Der Tag war leider wieder viel zu schnell verflogen und es war bereits ca. 16:00 Uhr, als Stefan die nächste Seillänge in Angriff nahm. Nach 15m und 3 geschlagenen Nägel stand Stefan jedoch einer losen Schuppe gegenüber, die er nur ungern angreifen wollte. Ich stand nämlich genau in deren Schussfeld. Nach langem hin und her, ob wir weitermachen sollen oder nicht, ob wir es überhaupt so spät noch auf den Gipfel schaffen würden, entschieden wir uns schlussendlich schweren Herzens die Tour abzubrechen und den Berg Berg sein zu lassen. Wir waren davon überzeugt, dass das unser letzter Versuch gewesen war, die Nordwand des Little Jamyang Ri als zweite Seilschaft überhaupt zu durchsteigen. Also seilten wir ab und nahmen das ganze Material inklusive Fixseile mit, da wir ja eh nicht wieder zurückkommen sollten.

Es war dann doch Steil

Doch am Boden angekommen bedrückte uns ein seltsames Gefühl. Konnte es das wirklich gewesen sein? Diese ganzen Strapazen auf sich zu nehmen, um eine Wand nur halb zu durchsteigen? Desto mehr wir uns dem Basecamp näherten, desto stärker wurde das Gefühl und im Basecamp bei einer heißen Schale Noodlesoup fassten wir den Entschluss: Nein, es kann und darf noch nicht vorbei sein, wir MÜSSEN die Linie noch einmal probieren. Wie oft im Leben bekommt man die Möglichkeit, so eine geniale Linie als Erste klettern zu dürfen?

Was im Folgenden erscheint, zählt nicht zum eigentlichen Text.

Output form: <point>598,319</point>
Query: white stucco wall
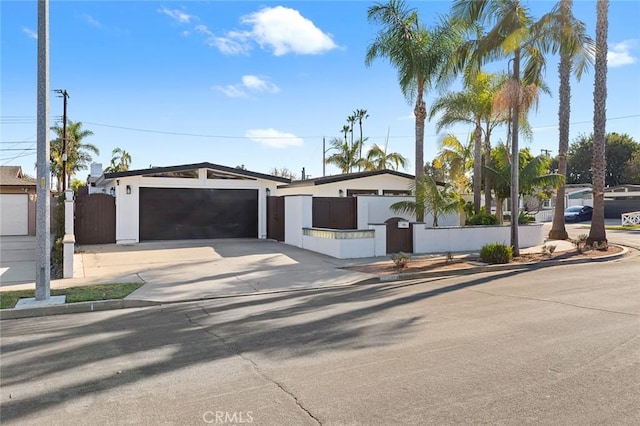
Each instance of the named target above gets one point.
<point>377,182</point>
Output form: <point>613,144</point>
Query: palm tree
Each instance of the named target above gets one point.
<point>597,233</point>
<point>120,161</point>
<point>360,114</point>
<point>458,159</point>
<point>378,159</point>
<point>346,157</point>
<point>513,34</point>
<point>576,48</point>
<point>473,106</point>
<point>78,153</point>
<point>430,199</point>
<point>418,54</point>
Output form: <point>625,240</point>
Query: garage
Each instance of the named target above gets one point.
<point>14,219</point>
<point>191,213</point>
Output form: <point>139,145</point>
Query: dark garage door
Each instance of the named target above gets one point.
<point>182,214</point>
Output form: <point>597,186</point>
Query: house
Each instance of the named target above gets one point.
<point>202,200</point>
<point>17,202</point>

Unser einziges und größtes Problem war: wir haben all unsere Fixseile abmontiert, die wir die Tage zuvor mühsam an Ort und Stelle gebracht hatten. „Scheiss drauf“ dachten wir uns, „dann montieren wir sie halt noch einmal!“

Hannes beim Versuch die Kristallänge zu klettern.

Einige Tage später waren die Fixseile wieder an Ort und Stelle und wir wieder dort, wo wir Tage zuvor ein Weiterkommen für unmöglich gehalten hatten. Stefan war wieder am Punkt mit der losen Schuppe, konnte sich jedoch hochziehen, ohne die Schuppe allzu sehr zu belasten. Nach einem ausgesetzten Quergang unter einem Dach konnte er schließlich hinter der Kante einen Standplatz bauen, von dem aus die Wand ziemlich an Steilheit verlor und augenscheinlich leichter wurde. Nach 3 wunderschönen Längen im VII Schwierigkeitsgrad standen wir endlich im Schein der letzten Sonnenstrahlen auf der Schulter des Little Jamyang Ri. Von dort aus wären es noch ca. 60m über die Schulter zu queren um die letzten Seillängen der Norbu Duk Lam zum Vorgipfel zu klettern, die ließen wir aber aus, um beim Abseilen zumindest noch ein bisschen Licht zu haben.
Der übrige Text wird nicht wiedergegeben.